Google asks this problem because it tests hash set lookups combined with pairwise comparison logic. The non-transitivity constraint — similar(A, B) and similar(B, C) does NOT imply similar(A, C) — is a subtle rule that distinguishes this from the harder Sentence Similarity II, which uses Union-Find for transitive similarity. Interviewers test whether candidates understand the problem boundaries before choosing a data structure.
The pattern is hash set with pairwise validation. Build a hash set of similar pairs (store each pair as a frozenset or as both (w1, w2) and (w2, w1) in the set for symmetric lookup). Then check that the two sentences have equal length. For each index i, verify that words1[i] == words2[i] or (words1[i], words2[i]) is in the similar-pairs set. If any position fails, return false. Otherwise return true.
sentence1: ["great", "acting", "skills"]
sentence2: ["fine", "drama", "talent"]
pairs: [["great", "fine"], ["drama", "acting"], ["skills", "talent"]]

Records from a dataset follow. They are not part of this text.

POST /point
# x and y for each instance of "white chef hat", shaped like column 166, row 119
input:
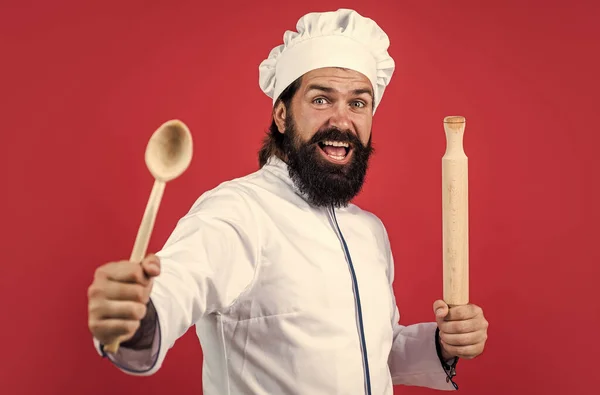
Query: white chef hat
column 342, row 38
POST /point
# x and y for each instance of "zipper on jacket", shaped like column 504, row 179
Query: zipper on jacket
column 361, row 330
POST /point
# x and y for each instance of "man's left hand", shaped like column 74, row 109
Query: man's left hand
column 463, row 330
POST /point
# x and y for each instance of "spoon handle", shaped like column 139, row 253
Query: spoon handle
column 144, row 232
column 143, row 236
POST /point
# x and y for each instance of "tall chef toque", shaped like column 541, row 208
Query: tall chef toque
column 342, row 38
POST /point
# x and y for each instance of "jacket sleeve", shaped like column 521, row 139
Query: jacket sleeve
column 414, row 359
column 209, row 260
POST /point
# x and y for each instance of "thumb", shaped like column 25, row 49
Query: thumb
column 440, row 308
column 151, row 266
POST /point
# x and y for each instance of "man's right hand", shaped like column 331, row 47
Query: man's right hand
column 118, row 298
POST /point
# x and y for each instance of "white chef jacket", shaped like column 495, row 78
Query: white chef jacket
column 286, row 298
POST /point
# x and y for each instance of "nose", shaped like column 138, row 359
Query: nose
column 341, row 118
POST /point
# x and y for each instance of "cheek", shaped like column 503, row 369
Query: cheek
column 364, row 133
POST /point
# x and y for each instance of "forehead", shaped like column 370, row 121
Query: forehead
column 338, row 78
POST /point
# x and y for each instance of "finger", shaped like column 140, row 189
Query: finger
column 123, row 271
column 464, row 352
column 111, row 309
column 463, row 339
column 440, row 308
column 107, row 331
column 465, row 326
column 112, row 290
column 464, row 312
column 151, row 266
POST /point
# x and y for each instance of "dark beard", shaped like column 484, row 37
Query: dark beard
column 322, row 182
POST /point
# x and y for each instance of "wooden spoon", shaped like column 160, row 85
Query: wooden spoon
column 168, row 154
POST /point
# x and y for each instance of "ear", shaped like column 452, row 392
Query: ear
column 279, row 114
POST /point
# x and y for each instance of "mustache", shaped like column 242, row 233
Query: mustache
column 335, row 135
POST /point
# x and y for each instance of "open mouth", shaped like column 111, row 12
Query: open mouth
column 336, row 151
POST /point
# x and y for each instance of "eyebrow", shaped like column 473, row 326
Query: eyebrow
column 327, row 89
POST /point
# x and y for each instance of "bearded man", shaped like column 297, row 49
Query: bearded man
column 288, row 283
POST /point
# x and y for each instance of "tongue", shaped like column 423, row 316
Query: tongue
column 335, row 151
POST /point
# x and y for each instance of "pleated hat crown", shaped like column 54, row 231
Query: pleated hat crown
column 341, row 38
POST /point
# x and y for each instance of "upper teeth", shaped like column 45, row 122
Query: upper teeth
column 336, row 143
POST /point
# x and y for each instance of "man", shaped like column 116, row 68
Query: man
column 288, row 284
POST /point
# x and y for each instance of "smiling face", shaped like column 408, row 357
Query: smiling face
column 327, row 134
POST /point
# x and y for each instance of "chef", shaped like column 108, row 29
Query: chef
column 287, row 283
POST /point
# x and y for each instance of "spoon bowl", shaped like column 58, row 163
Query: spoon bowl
column 169, row 150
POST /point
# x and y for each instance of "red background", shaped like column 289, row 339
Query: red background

Build set: {("great","fine"), ("fine","great"), ("drama","acting"), ("acting","drama"), ("skills","talent"), ("talent","skills")}.
Return true.
("great", "fine") and ("fine", "great") must both be in the set for symmetric lookup.For the Sentence Similarity coding problem, the hash table string interview pattern with symmetric pair storage is the approach. The key distinction from Sentence Similarity II is transitivity — know when to use a set (no transitivity) versus Union-Find (with transitivity). Google interviewers often ask both versions back-to-back, so be ready to explain this architectural difference. In Python, storing pairs as frozenset naturally handles symmetry without duplicating entries.